1Department of Neurosurgery, Ehime University Graduate School of Medicine, Shitsukawa, Toon, Ehime.
2Department of Neurosurgery, Tohoku Medical and Pharmaceutical University, Sendai, Miyagi.
J Neurosurg Spine. 2024 Sep 20;41(6):699-707. doi: 10.3171/2024.5.SPINE24457. Print 2024 Dec 1.
Primary spinal cord gliomas are rare, and among these astrocytomas (WHO grade II) are much rarer. The optimal treatment strategy thus remains unclear. The authors conducted a multicenter study led by the Neurospinal Society of Japan (NSJ) to analyze treatment policies and outcomes. The aim was to present optimal treatment methods for spinal cord astrocytoma and to identify predictors of better outcomes.
Among 1033 consecutive cases of spinal cord intramedullary tumors treated surgically at 58 centers affiliated with the NSJ, 57 patients were diagnosed with diffuse astrocytoma (WHO grade II) and were enrolled in the present study. Among these 57 patients, treatment methods, outcomes, and tumor proliferation rate as evaluated by the MIB-1 staining index (SI) were analyzed, and the optimal treatment method for spinal cord astrocytomas (grade II) was determined. In addition, the authors searched for factors predicting better treatment outcomes.
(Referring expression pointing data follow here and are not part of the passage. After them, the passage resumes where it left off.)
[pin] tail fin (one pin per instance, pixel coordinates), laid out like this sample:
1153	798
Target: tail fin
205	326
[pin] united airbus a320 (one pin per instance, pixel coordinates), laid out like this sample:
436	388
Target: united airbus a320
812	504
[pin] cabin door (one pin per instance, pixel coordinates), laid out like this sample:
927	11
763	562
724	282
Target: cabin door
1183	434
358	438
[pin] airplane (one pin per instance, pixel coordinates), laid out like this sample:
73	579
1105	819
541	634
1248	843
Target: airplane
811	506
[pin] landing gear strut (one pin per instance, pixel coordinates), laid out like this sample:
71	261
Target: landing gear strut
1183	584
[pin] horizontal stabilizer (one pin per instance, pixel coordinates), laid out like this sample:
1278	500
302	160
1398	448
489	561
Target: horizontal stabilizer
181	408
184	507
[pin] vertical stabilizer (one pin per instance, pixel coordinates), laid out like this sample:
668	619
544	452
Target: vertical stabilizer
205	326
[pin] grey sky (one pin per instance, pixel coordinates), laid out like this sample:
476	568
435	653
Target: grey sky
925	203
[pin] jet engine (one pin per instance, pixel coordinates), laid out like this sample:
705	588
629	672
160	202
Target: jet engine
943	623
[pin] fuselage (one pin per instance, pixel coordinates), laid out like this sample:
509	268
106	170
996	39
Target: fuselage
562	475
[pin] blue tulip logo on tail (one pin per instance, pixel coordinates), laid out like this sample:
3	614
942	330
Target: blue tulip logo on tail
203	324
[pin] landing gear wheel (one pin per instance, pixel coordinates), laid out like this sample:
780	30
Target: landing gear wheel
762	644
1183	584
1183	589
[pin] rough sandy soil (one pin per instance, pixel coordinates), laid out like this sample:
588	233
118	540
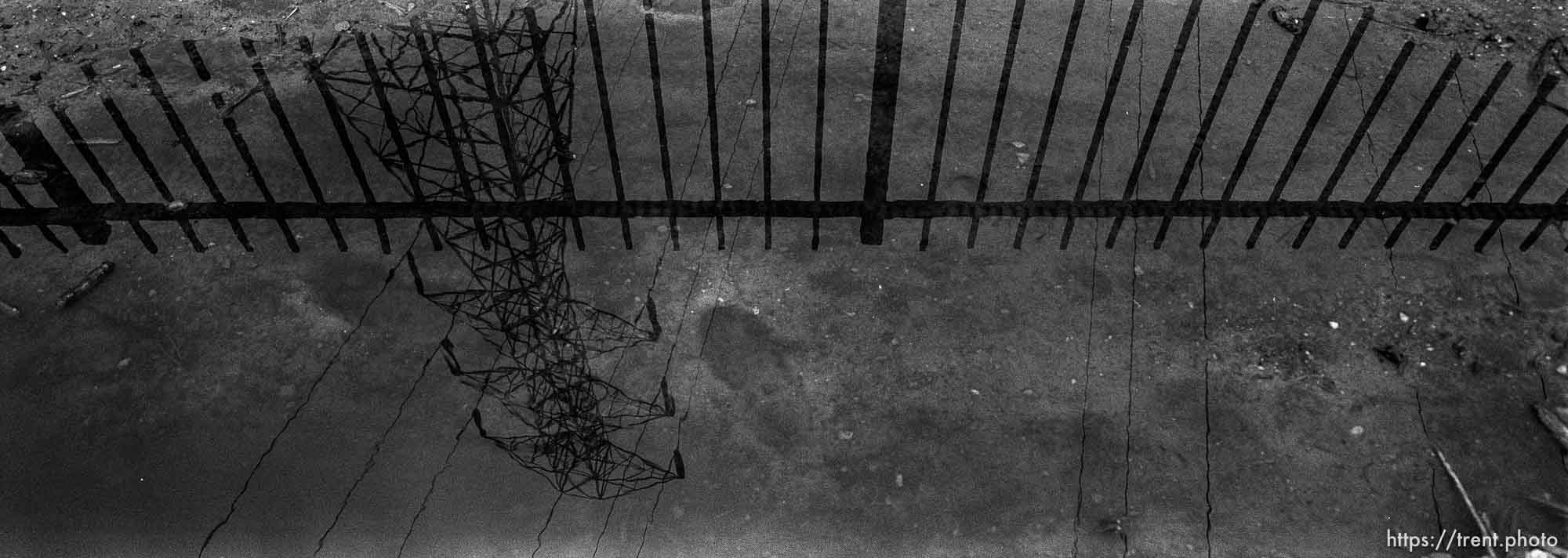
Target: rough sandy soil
43	38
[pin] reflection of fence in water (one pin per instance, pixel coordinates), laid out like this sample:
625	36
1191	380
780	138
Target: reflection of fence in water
481	112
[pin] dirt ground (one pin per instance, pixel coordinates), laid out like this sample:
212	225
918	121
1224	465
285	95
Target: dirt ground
48	38
849	402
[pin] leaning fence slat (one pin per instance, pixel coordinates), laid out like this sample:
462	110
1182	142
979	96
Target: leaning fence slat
103	175
1503	151
1202	139
289	137
335	114
1304	140
186	142
252	168
1136	175
1399	151
1454	148
1263	114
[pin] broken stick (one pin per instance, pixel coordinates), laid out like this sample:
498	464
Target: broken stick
85	286
1481	520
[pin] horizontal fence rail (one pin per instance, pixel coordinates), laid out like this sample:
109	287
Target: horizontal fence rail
430	128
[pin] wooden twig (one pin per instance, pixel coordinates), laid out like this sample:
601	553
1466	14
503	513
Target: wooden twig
1555	424
1481	521
93	278
68	95
228	112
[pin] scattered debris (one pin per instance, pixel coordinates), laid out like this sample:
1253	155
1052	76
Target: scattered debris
68	95
85	286
236	104
1287	21
1556	422
27	176
1392	355
1114	524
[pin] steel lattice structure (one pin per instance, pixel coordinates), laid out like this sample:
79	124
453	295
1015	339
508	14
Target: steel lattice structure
477	112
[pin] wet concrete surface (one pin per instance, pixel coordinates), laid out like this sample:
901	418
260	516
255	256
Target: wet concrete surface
844	402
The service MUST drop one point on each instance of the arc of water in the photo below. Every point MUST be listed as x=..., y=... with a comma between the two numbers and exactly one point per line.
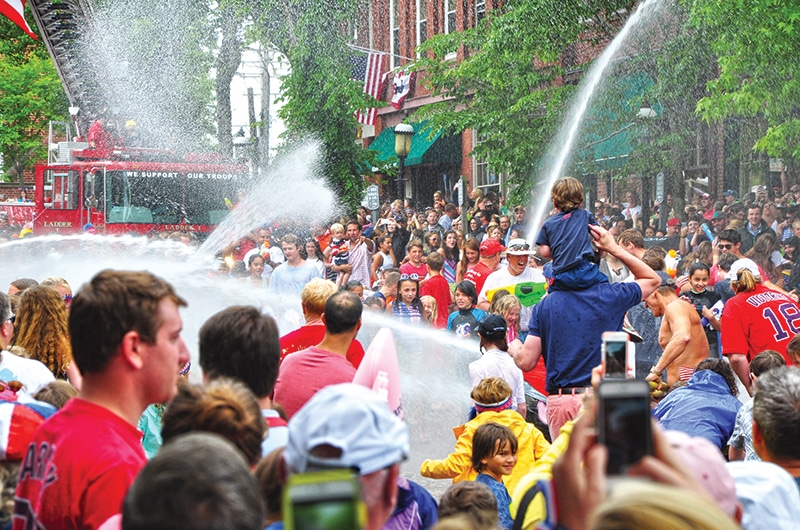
x=561, y=146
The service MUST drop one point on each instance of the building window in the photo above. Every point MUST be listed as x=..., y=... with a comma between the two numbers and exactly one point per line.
x=480, y=11
x=394, y=23
x=422, y=21
x=449, y=16
x=485, y=178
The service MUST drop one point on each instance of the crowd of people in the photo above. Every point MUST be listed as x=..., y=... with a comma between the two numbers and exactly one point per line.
x=116, y=437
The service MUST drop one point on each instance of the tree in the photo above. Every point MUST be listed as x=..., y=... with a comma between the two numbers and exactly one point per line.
x=500, y=90
x=320, y=98
x=757, y=43
x=30, y=96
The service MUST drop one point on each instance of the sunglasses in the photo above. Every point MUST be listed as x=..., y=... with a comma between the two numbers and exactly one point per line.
x=518, y=248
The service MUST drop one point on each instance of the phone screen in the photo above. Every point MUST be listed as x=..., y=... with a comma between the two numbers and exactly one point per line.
x=616, y=363
x=625, y=428
x=323, y=515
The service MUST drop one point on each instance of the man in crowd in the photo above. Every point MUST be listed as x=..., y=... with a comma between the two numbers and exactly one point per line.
x=125, y=331
x=566, y=326
x=33, y=374
x=304, y=373
x=776, y=419
x=312, y=299
x=360, y=256
x=681, y=335
x=489, y=260
x=754, y=227
x=347, y=426
x=290, y=277
x=242, y=343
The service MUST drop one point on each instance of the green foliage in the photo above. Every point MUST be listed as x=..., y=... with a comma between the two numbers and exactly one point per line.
x=30, y=96
x=758, y=42
x=319, y=96
x=497, y=89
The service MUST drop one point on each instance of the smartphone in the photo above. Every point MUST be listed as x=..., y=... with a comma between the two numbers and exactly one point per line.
x=323, y=500
x=624, y=423
x=615, y=355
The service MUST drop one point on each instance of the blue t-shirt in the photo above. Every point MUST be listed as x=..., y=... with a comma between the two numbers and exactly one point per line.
x=567, y=235
x=570, y=324
x=503, y=499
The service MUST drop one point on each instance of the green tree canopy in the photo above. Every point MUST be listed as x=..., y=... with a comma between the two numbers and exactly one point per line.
x=30, y=96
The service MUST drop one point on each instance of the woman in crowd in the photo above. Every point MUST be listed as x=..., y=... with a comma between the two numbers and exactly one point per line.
x=312, y=253
x=41, y=330
x=451, y=253
x=470, y=257
x=256, y=277
x=755, y=319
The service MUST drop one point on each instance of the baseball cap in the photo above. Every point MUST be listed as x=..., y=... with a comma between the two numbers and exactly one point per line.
x=353, y=419
x=518, y=247
x=705, y=462
x=767, y=493
x=490, y=247
x=742, y=264
x=492, y=327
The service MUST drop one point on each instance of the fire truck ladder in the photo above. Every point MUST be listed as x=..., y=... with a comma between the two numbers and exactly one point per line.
x=61, y=25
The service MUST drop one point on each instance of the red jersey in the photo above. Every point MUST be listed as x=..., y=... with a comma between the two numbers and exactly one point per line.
x=437, y=287
x=759, y=320
x=478, y=275
x=78, y=469
x=306, y=336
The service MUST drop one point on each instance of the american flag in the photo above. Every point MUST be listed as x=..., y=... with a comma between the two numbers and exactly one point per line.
x=368, y=68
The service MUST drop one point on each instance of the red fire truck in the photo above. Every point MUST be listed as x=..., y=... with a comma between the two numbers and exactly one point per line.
x=133, y=190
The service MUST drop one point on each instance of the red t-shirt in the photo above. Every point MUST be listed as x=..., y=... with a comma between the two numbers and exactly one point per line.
x=409, y=269
x=304, y=373
x=306, y=336
x=437, y=287
x=78, y=469
x=478, y=275
x=759, y=320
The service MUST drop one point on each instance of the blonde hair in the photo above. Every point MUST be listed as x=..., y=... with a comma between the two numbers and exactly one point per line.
x=435, y=312
x=567, y=194
x=651, y=506
x=490, y=390
x=42, y=330
x=746, y=282
x=315, y=294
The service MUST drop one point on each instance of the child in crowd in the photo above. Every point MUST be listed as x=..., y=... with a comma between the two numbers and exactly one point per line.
x=492, y=399
x=437, y=287
x=340, y=252
x=464, y=320
x=429, y=309
x=407, y=304
x=566, y=238
x=705, y=302
x=494, y=455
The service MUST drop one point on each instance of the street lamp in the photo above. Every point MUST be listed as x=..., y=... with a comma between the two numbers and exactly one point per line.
x=402, y=146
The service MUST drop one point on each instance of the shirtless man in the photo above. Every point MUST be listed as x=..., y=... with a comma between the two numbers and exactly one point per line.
x=681, y=336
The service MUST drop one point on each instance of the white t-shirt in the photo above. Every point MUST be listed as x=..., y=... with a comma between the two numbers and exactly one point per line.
x=31, y=373
x=503, y=278
x=497, y=363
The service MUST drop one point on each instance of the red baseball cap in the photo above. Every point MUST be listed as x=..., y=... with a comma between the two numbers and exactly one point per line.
x=490, y=247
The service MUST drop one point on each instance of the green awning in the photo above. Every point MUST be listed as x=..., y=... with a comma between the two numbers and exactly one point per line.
x=425, y=148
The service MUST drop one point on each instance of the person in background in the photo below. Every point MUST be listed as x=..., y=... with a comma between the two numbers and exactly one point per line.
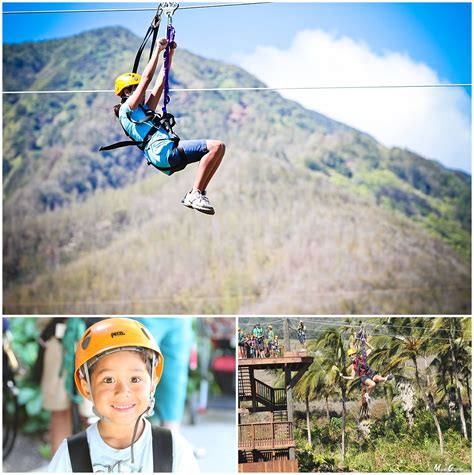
x=175, y=337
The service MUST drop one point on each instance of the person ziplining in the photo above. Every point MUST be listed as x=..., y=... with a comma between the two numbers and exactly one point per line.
x=301, y=332
x=360, y=369
x=152, y=132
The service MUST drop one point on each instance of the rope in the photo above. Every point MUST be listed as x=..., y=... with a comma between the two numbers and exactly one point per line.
x=242, y=89
x=109, y=10
x=170, y=33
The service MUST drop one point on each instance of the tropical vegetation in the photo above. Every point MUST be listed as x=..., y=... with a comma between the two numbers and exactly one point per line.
x=419, y=421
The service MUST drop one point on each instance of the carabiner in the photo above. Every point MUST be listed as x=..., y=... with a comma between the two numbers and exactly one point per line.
x=168, y=9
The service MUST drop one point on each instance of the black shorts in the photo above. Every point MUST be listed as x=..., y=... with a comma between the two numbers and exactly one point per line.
x=191, y=151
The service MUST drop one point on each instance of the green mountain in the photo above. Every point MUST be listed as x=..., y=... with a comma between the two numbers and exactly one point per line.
x=312, y=216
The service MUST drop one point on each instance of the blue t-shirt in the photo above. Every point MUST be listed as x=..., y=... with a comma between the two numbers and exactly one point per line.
x=160, y=145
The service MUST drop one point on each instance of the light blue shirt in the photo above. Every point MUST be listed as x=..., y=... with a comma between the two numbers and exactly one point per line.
x=160, y=145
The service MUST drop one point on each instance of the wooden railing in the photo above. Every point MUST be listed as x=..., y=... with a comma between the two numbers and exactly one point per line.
x=266, y=435
x=268, y=395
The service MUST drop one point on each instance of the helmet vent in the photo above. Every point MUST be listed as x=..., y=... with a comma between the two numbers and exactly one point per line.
x=86, y=340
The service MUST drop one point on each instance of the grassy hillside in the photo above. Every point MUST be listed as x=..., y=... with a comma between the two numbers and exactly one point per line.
x=312, y=216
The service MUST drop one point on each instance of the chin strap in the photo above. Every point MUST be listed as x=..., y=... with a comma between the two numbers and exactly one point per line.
x=149, y=411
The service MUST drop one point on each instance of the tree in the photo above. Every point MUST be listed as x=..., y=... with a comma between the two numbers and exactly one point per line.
x=411, y=342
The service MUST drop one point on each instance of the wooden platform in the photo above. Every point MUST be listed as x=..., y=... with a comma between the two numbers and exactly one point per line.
x=293, y=361
x=274, y=466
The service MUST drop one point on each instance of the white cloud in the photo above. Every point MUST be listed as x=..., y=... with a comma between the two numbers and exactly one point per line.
x=434, y=122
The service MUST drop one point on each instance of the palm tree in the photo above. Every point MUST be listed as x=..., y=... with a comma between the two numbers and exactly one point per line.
x=411, y=342
x=311, y=386
x=452, y=351
x=331, y=346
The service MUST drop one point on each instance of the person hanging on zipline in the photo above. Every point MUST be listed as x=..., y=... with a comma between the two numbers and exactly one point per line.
x=301, y=332
x=361, y=369
x=162, y=148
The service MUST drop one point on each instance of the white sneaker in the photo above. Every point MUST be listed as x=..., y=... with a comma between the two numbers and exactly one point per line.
x=198, y=201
Treatment for spinal cord astrocytoma comprised three methods: surgery alone in 30 patients, adjuvant radiation therapy in 13 patients, and adjuvant chemoradiotherapy in 13 patients. One patient who did not undergo surgery was excluded from survival analysis. Treatment with surgery alone or surgery with radiotherapy was associated with significantly longer overall and progression-free survivals than that with adjuvant chemoradiotherapy. Patients treated with radiation therapy had a higher MIB-1 SI than those treated with surgery alone. The extent of tumor resection tended to correlate with longer survival. In contrast, postoperative neurological worsening showed the inverse order. Adjuvant chemoradiotherapy was associated with the shortest survival in both total cases and recurrent cases. The optimal cutoff value of MIB-1 SI for predicting longer survival by surgery alone was less than 4.0%.
The optimal treatment for spinal cord astrocytoma is maximal tumor resection without neurological impairment. When some tumor remains in patients with an MIB-1 SI less than 4.0%, a wait-and-see approach is optimal. If the MIB-1 SI is higher than 4.0%, local radiation therapy is recommended. Adjuvant chemotherapy is not recommended for the treatment of grade II spinal cord astrocytoma.
原发性脊髓神经胶质瘤较为罕见,其中星形细胞瘤(WHO 分级 II 级)更为罕见。因此,最佳治疗策略仍不明确。作者进行了一项由日本神经脊柱学会(NSJ)牵头的多中心研究,以分析治疗策略和结果。旨在为脊髓星形细胞瘤提供最佳治疗方法,并确定更好结局的预测因素。
在 NSJ 下属 58 个中心对 1033 例连续脊髓髓内肿瘤患者进行手术治疗,其中 57 例诊断为弥漫性星形细胞瘤(WHO 分级 II 级),并纳入本研究。对这 57 例患者的治疗方法、结局和 MIB-1 染色指数(SI)评估的肿瘤增殖率进行分析,并确定脊髓星形细胞瘤(II 级)的最佳治疗方法。此外,作者还寻找了预测更好治疗结局的因素。
脊髓星形细胞瘤的治疗方法包括 3 种:单纯手术 30 例,辅助放疗 13 例,辅助放化疗 13 例。1 例未行手术患者被排除在生存分析之外。单纯手术或手术加放疗治疗的总生存期和无进展生存期均明显长于辅助放化疗。接受放疗的患者 MIB-1 SI 高于单纯手术组。肿瘤切除范围与生存时间呈正相关,而术后神经功能恶化呈负相关。辅助放化疗与总病例和复发病例的最短生存时间相关。单纯手术时预测生存时间较长的最佳 MIB-1 SI 截断值小于 4.0%。
脊髓星形细胞瘤的最佳治疗方法是在不损害神经功能的情况下最大限度地切除肿瘤。对于 MIB-1 SI 小于 4.0%的患者,残留少量肿瘤时可采用等待观察策略。如果 MIB-1 SI 高于 4.0%,则推荐局部放疗。不推荐辅助化疗治疗 II 级脊髓星形细胞瘤。